Adıyaman, Ağrı, Batman, Bingöl, Bitlis, Dersim, Diyarbakır, Hakkari, Iğdır, Kars, Muş, Siirt, Şanlıurfa, Şırnak ve Van barolarının imzaladığı ortak açıklamada, “Yarım asra yakındır silahların yakıcı etkisi altında olan Kürt meselesinde, silahların devreden çıkartılması ve demokratik siyaseti vurgulayan tarihi çağrıyı yaşamsal önemde bulduğumuzu ifade etmek isteriz” denildi.
Açıklamada, Kürt meselesinin yalnızca siyasi değil, sosyal, ekonomik ve insan hakları boyutlarıyla toplumsal barışı doğrudan etkileyen çok yönlü bir sorun olduğu belirtildi. Bu meselenin çözümü için politik aktörlerin barışçıl ve çözüm odaklı diyalog mekanizmalarını güçlendirmesi ve demokratik siyasetin öncelik haline getirilmesinin büyük önem taşıdığına dikkat çekildi. Ayrıca, barış ve adaletin teminatı olan hukukun devreye girmesi ve toplumsal güven katmanlarının oluşmasının kalıcı barışın tesisinde kritik bir rol oynadığı ifade edildi.

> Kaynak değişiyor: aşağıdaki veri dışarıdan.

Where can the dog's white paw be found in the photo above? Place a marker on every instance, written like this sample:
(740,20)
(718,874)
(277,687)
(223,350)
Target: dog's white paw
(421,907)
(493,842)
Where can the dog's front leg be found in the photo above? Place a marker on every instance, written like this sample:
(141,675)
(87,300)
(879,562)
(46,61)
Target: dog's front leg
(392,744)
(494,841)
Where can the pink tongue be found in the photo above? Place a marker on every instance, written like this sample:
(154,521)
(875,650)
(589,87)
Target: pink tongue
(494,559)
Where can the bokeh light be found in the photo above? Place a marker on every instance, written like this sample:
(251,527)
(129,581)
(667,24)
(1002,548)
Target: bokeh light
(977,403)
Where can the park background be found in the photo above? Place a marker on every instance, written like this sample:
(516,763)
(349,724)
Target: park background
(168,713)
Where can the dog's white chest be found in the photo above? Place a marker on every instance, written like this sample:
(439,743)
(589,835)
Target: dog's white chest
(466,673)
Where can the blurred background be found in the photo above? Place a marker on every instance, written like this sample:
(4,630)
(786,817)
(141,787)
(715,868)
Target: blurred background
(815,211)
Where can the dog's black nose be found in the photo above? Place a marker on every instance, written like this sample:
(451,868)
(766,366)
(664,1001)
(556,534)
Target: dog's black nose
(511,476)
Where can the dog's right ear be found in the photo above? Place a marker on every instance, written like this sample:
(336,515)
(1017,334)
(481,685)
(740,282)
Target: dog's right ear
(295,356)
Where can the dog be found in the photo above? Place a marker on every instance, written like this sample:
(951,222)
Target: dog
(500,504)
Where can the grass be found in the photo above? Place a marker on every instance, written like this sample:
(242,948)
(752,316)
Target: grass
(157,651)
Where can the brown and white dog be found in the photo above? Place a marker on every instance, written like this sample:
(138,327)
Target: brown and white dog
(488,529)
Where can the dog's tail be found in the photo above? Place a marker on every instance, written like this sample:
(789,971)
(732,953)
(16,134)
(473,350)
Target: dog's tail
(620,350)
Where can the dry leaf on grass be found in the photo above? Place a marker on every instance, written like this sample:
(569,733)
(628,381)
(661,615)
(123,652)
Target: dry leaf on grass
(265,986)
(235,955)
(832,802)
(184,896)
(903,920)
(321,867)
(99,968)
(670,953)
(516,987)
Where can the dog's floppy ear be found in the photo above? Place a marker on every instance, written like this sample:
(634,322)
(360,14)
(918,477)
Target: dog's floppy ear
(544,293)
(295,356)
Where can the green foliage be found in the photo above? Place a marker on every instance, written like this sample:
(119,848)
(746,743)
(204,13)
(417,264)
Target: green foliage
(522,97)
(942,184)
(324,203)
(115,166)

Barolar, toplumsal barışın kalıcı hale gelmesinin ancak toplumun tüm kesimlerinin hak ve taleplerini kapsayan hukuki düzenlemelerle mümkün olacağını vurguladı. Bu düzenlemelerin, adil bir toplumsal uzlaşı için zemin hazırlayacağı ve Kürt meselesinin hukuki bir çerçevede tartışılmasına olanak tanıyacağı belirtildi.
Açıklamada, bu süreçte baroların bağımsız, tarafsız ve hak temelli duruşlarıyla sürece dahil edilmesi gerektiğine inanıldığı ifade edildi. Baroların, hukukun üstünlüğünü savunarak, temel hak ve özgürlüklerin kapsayıcı yönlerini esas alarak toplumsal barış sürecine rehberlik edebilecek en önemli kurumlardan biri olduğu vurgulandı. Demokratik ilkeler çerçevesinde, insan haklarına dayalı çözüm yollarının güçlendirilmesi için baroların kurumsal birikimi ve deneyiminin sürece katkı sunacağı kaydedildi.
Bölge baroları olarak, toplumsal barışın sağlanması, insan haklarının korunması ve adil bir toplumsal düzenin sağlanması konusunda üzerlerine düşen sorumluluğun bilincinde olduklarını belirten barolar, barış ve adaletin hakim olduğu bir gelecek için hukuki süreçlerin adil işletilmesi ve toplumun tüm kesimlerinin taleplerinin dikkate alınması gerektiğini bir kez daha vurguladılar.
Ortak açıklamada son olarak, toplumsal barışın sağlanması ve temel hak ve hürriyetlerin korunması adına yürütülecek her türlü çabaya ortak akıl ve dayanışma ruhuyla katkı sunmaya hazır oldukları kamuoyuna saygıyla duyuruldu.